Humanity already has at its disposal a reliable and quite simple formula for counting combinations. I’m talking, of course, about the well known binomial coefficient. Despite it being known so well, I could not help but completely forget about it a couple years ago, when I was faced against a combinatorics problem. During that memory lapse I ended up developing my own counting procedure, which I aim to expose and explain on this document.
Regarding the relevance of my counting procedure, I mostly contemplate it as a curiosity. Perhaps it might have pedagogical value, but admiteddly very little else —at least with my current grasp on Mathematics I am unable to see much value in it—.
From a finite, non-empty set \(A\) we construct a set \(B\) that is specified as follows: \[\large B = \bigg\{\{a_i\}_{i = 1}^k \hspace{0.4mm} \bigg| \hspace{0.4mm} \forall i, \hspace{0.8mm} a_i \in A\boldsymbol{;} \hspace{2mm} a_i \neq a_j \hspace{1mm} \text{for} \hspace{1mm} i \neq j \bigg\} \hspace{9mm} \text{with} \hspace{3mm} k = 2, ..., \left| A\right|\]
Let me remark that the elements of set \(B\) are not tuples —they are sets—. In the world of tuples \((a, b, c)\) is not the same as \((c, a, b)\), nor is it the same as any of its other possible rearrangements. In the world of sets, however, \(\{a, b, c\}\) is in fact the same as \(\{c, a, b\}\), and it is also the same as each of its other possible rearrangements.
That is the first feature of the elements of \(B\): they are sequence-independent. The second feature of the elements of \(B\) is that each of them consists of \(\boldsymbol{k}\) elements of \(\boldsymbol{A}\) —being \(k\) an integer between 2 and the cardinality of \(A\)—. Lastly, the third feature that must be satisfied by every element of \(B\) is that within it no duplicate of an element of \(\boldsymbol{A}\) is allowed —that is, every element of \(A\) is only allowed to account for a single member of a collection that is in \(B\) (yet another way of saying this: it is invalid to create an element of \(\boldsymbol{B}\) by enlisting the same element of \(\boldsymbol{A}\) as a member of it more than once)—.
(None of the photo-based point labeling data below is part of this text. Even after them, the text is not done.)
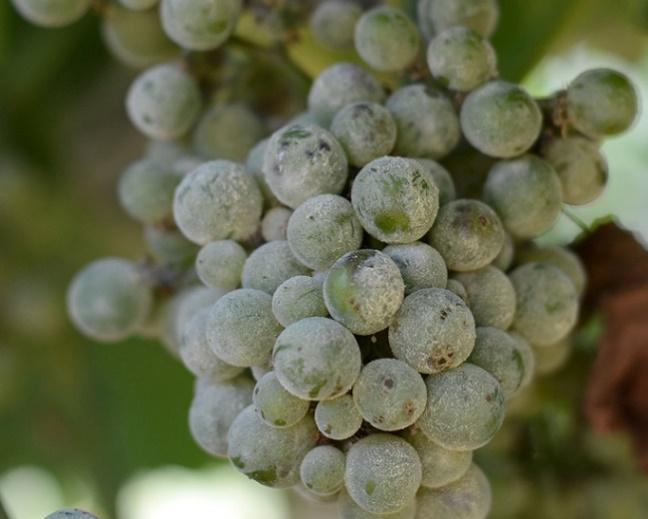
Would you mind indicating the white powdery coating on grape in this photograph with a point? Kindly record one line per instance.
(163, 102)
(217, 201)
(322, 229)
(199, 24)
(468, 498)
(420, 265)
(390, 394)
(214, 409)
(276, 406)
(364, 290)
(465, 408)
(302, 161)
(500, 119)
(491, 296)
(269, 455)
(383, 473)
(428, 125)
(270, 265)
(241, 328)
(396, 199)
(339, 418)
(339, 85)
(316, 359)
(547, 303)
(433, 331)
(468, 234)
Given this recipe for constructing set \(B\) from set \(A\), we are asked what is the cardinality of \(B\) —i.e. how many elements does \(B\) comprise—.
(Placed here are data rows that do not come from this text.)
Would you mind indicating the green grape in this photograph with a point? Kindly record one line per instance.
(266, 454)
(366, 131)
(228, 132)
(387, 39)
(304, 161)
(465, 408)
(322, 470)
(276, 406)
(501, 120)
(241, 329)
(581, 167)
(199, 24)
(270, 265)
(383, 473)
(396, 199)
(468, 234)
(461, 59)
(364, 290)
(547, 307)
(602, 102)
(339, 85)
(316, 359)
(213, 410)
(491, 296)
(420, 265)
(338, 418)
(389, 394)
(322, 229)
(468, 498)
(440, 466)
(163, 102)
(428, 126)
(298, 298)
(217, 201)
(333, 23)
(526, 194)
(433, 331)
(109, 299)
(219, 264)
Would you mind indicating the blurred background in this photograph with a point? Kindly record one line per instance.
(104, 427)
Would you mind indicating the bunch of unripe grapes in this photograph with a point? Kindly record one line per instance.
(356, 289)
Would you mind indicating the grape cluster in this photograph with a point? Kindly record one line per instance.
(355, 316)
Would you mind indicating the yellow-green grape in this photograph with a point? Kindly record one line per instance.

The problem statement given above is certain to not be encountered in a real-world inspired setting. A much more ordinarily-written version of the problem is, for example, the following. There are three labels and five boxes. Considering that only a single label is to be adhered to a box, how many ways are there in which we can label three out of the five boxes?
We shall consider the set \(A\) to be \(\{1, 2, 3, 4, 5\}\). Set \(B\) is, then, defined as follows: \[\large B = \bigg\{\{a, b, c\} \hspace{0.4mm} \bigg| \hspace{0.4mm} a \in A; \hspace{2mm} b \in A - \{a\}; \hspace{2mm} c \in A - \{a, b\}\bigg\}\]
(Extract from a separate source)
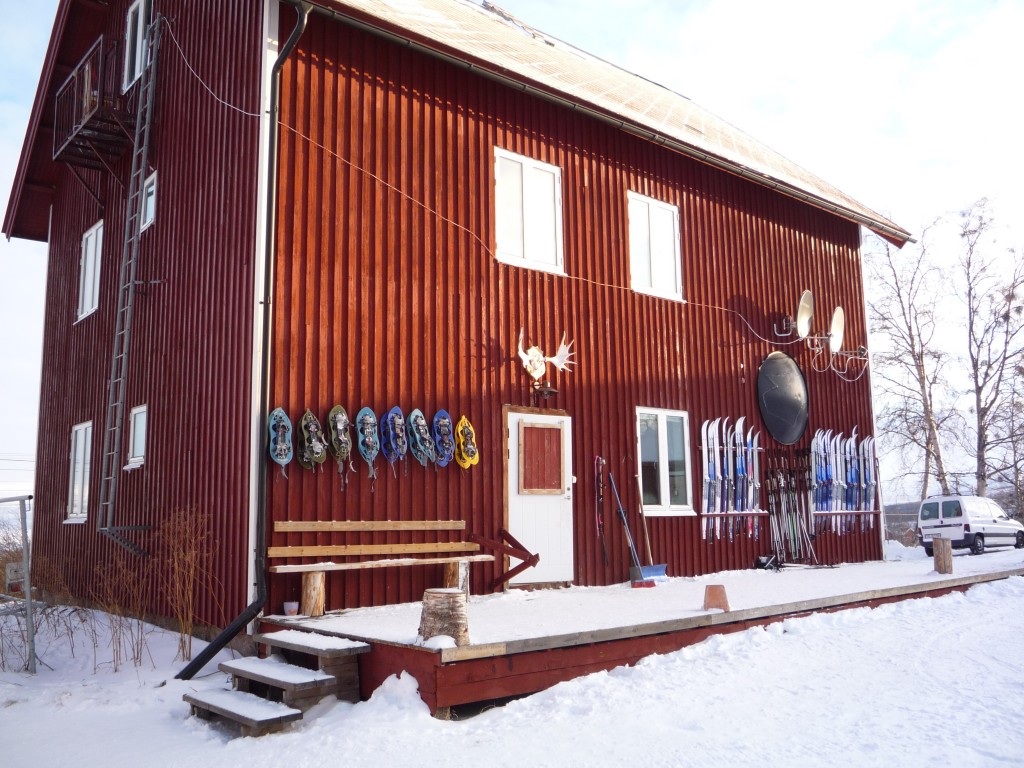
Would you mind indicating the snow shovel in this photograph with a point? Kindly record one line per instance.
(639, 574)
Let me reassert the features of the elements of \(B\) so that we can then verify whether the problem at hand satisfies those features.
Regarding the first feature, note that a possible member of \(B\) is, for example, the set \(\{1, 2, 4\}\). What this set represents is the outcome where the labeled boxes turn out to be the first, the second, and the fourth one. We only care about which boxes end up being labeled, with no regard for the order in which they are labeled. For our purposes —and that is why we define the elements of \(B\) to be sets instead of tuples—, the collection \(\{1, 2, 4\}\) is exactly the same as the collection \(\{4, 1, 2\}\), and it is also exactly the same as any of its other possible rearrangements.
Moving on to the second feature, it is very evident that in this case \(k\) is equal to \(3\), which indeed is an integer not bigger than \(5\) —the cardinality of \(A\)— and not smaller than \(2\).
Finally, as to the third feature, the very statement of our boxes and labels problem specifies that only a single label is to be adhered to a box. A set in \(B\) in which there where duplicate values of elements of \(A\) would come to mean that a certain box was labeled more than once, and thus the problem statement would be infringed.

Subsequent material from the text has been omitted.